The Ultimate Guide to Moldy Food: What Happens If You Eat It

When you clear your fridge to make room for new groceries, you throw away foods sealed in original packaging and leftovers that look discolored, shriveled, or worse yet, with visible fuzzy green, orange, or gray-looking molds.

Some molds are certainly safe to eat, such as those grown on blue cheeses, brie, and Camembert. 

But what if you have accidentally taken a bite out of foods with visible molds? Should you be concerned? Let’s take a deep dive to find out what happens if you eat mold — what you need to do about it.  

 What Is Mold?

Molds are threadlike organisms resembling slender mushrooms with spores at the top of the stalk. Molds are typically invisible to the naked eye, but become visible to your sight when many mold cells are grouped and grown together. 

Molds are found in the environment. The undetected mold spores move in the environment through air, water, or insects and use soil, plants, animals, and humans as hosts for growth and survival. 

 What Causes Mold On Food?

Since mold spores travel in the environment like dandelion seeds, they can land on food surfaces when foods are exposed to air. 

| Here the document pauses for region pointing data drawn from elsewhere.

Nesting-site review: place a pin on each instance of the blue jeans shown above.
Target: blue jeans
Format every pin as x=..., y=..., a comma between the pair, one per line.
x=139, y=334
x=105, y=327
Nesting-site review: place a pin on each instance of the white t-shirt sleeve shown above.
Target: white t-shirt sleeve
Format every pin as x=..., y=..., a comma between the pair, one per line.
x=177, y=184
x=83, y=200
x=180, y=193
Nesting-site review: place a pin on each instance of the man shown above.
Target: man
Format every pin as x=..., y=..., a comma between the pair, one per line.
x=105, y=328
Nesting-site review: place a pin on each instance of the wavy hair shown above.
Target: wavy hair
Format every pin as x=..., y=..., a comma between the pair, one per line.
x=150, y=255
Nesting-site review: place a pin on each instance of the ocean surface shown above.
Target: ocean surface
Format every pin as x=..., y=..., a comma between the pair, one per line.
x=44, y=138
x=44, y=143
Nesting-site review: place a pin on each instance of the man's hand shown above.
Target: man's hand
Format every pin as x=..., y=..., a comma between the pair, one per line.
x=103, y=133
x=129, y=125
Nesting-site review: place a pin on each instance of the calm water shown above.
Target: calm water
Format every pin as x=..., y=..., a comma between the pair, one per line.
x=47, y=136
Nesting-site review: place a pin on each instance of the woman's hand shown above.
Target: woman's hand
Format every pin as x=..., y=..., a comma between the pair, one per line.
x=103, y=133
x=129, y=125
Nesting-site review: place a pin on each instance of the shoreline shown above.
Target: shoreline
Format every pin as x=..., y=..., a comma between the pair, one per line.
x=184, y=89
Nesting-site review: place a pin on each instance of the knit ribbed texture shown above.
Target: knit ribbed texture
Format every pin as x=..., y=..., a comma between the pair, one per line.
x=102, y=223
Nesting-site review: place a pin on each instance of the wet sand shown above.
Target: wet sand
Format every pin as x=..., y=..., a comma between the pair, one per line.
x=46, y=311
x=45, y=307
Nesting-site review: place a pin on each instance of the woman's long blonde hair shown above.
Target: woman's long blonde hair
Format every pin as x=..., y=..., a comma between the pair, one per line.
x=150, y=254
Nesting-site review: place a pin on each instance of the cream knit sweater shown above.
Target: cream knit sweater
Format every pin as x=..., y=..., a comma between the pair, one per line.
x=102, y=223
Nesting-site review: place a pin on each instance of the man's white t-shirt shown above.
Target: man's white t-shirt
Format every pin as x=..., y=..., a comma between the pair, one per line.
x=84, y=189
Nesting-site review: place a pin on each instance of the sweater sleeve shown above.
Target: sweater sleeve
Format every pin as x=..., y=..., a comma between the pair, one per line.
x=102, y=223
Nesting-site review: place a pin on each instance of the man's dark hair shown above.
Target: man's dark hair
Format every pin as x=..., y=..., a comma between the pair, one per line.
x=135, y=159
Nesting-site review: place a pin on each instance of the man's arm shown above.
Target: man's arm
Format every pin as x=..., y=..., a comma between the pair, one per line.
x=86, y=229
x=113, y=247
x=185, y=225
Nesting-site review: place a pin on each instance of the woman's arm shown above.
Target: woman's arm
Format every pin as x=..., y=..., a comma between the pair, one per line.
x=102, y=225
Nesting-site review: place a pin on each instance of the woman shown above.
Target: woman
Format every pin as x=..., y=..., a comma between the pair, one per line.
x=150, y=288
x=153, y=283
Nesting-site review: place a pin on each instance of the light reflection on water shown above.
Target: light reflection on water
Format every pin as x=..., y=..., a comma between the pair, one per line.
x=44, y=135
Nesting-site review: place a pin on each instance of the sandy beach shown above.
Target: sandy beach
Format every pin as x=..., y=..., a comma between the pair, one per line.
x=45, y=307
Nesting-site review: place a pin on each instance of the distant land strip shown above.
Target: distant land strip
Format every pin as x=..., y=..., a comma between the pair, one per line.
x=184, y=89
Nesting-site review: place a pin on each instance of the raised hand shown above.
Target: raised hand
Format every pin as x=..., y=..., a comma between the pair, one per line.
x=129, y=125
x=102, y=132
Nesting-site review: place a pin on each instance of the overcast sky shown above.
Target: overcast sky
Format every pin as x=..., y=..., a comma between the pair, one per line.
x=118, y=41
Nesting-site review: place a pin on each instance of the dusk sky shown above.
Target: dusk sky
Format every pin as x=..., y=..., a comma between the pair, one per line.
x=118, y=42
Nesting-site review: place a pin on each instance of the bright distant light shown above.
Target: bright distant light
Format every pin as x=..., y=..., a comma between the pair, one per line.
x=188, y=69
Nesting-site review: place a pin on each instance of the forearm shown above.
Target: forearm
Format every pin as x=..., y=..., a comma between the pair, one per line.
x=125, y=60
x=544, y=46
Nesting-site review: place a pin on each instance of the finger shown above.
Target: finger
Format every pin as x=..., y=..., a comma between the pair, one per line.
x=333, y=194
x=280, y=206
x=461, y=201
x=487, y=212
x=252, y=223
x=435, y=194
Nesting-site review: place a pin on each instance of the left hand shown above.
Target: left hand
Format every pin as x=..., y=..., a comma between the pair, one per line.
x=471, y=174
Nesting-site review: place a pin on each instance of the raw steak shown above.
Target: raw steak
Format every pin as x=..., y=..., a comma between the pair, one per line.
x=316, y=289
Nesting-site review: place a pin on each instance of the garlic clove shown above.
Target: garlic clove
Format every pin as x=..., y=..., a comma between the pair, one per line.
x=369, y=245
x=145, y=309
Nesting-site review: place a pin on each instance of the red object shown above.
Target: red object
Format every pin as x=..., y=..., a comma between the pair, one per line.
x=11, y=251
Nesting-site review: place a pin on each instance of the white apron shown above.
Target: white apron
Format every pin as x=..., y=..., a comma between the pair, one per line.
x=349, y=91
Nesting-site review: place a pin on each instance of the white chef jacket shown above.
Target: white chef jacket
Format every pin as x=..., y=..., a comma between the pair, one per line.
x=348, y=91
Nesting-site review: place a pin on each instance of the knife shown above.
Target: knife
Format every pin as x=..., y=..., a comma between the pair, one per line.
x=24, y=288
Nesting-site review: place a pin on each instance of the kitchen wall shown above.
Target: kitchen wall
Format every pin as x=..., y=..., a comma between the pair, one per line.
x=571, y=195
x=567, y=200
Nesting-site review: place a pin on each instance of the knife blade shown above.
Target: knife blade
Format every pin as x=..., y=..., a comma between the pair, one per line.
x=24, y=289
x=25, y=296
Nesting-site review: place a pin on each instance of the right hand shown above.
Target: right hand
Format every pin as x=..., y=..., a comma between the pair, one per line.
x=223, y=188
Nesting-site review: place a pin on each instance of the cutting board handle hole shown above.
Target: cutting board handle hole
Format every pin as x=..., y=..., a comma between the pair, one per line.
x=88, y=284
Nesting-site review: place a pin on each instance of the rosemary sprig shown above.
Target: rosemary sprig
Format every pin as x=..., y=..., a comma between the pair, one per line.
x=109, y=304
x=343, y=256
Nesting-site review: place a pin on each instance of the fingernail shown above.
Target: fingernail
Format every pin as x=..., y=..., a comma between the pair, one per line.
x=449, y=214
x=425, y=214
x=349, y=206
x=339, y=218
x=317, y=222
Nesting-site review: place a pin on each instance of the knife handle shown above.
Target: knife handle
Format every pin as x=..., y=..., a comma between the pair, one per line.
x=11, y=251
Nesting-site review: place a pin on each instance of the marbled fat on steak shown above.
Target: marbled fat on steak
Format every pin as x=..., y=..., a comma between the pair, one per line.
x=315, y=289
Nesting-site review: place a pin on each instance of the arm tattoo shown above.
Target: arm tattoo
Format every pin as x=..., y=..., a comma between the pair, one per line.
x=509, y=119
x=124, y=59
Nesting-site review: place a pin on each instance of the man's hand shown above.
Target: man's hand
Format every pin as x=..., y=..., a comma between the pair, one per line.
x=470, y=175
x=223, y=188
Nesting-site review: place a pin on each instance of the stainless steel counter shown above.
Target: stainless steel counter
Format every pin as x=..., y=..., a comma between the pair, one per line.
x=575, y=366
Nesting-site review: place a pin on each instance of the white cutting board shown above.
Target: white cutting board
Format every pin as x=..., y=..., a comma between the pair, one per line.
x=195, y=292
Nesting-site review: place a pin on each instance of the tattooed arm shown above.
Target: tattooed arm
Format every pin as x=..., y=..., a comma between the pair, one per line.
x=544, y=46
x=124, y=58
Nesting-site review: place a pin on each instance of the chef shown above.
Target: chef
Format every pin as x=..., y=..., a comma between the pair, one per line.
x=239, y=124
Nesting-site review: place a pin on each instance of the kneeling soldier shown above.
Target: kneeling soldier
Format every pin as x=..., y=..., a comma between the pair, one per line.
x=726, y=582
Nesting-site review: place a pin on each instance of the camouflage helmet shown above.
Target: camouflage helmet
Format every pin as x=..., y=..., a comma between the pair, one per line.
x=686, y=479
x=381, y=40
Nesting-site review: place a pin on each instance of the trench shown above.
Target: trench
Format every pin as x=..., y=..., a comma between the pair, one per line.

Mold growth could also be influenced by other factors, including the food’s moisture, airflow to the food, how long the food is stored, and the storage conditions.

Food with high moisture content and an environment with high humidity and warm temperatures are ideal for mold growth. These factors create a perfect environment for mold cells to multiply, leading to visible mold growth on food surfaces. 

Some types of molds may also grow without visible spores. Instead, they produce mycotoxins, a poison that can make you sick. 

 What Happens If You Eat Mold? 

Eating moldy foods may cause nausea, vomiting, diarrhea, and abdominal cramps due to the mycotoxins present. Still, some molds may also lead to allergic reactions, such as itchiness, rashes, nasal congestion, sneezing, and runny nose. 

But don’t fret if you have accidentally taken one bite of moldy food. Chances are, you will likely be fine.

If the unpleasant symptoms linger and you still feel unwell, such as having diarrhea for more than three days, having trouble keeping fluids down due to persistent vomiting, or having bloody diarrhea, it is best to visit your doctor.

The CDC also recommends seeing your doctor right away if you have a weakened or underdeveloped immune system or are pregnant, as these symptoms may cause problems. 

 Can You Cut Mold Off Food?

If you have already noticed mold growing on food, chances are the food is unsafe to eat.

What you see on the food surface is only the spores. It is impossible to know how much mold is in the food unless you put it under the microscope. 

You might think you could savor the remaining food by cutting off the parts with visible mold, but you should think twice before doing so. 

Foods with mold growth on the surface could have spider webs or networks of roots growing underneath. This is the case for porous foods like bread and soft fruits like tomatoes and peaches, where the mold’s body can penetrate deep into the food, making removing all traces of mold altogether challenging. 

When in doubt, check the USDA’s general guide on when to use or discard moldy food. While the guide suggests you can remove at least one inch around and below the mold spot for certain foods, such as hard cheeses and firm vegetables like carrots and cabbages, it is impossible to know the extent of mold growth, particularly for mycotoxins, which could migrate to other parts of the food. 

At the end of the day, use your judgment to determine whether the food is safe to eat. Pay attention to the food’s physical appearance and the appearance, size, and color of molds, and consider when this food item was purchased and its expiration date. When you are in doubt, wrap up the contaminated food with a plastic or paper bag and throw it out.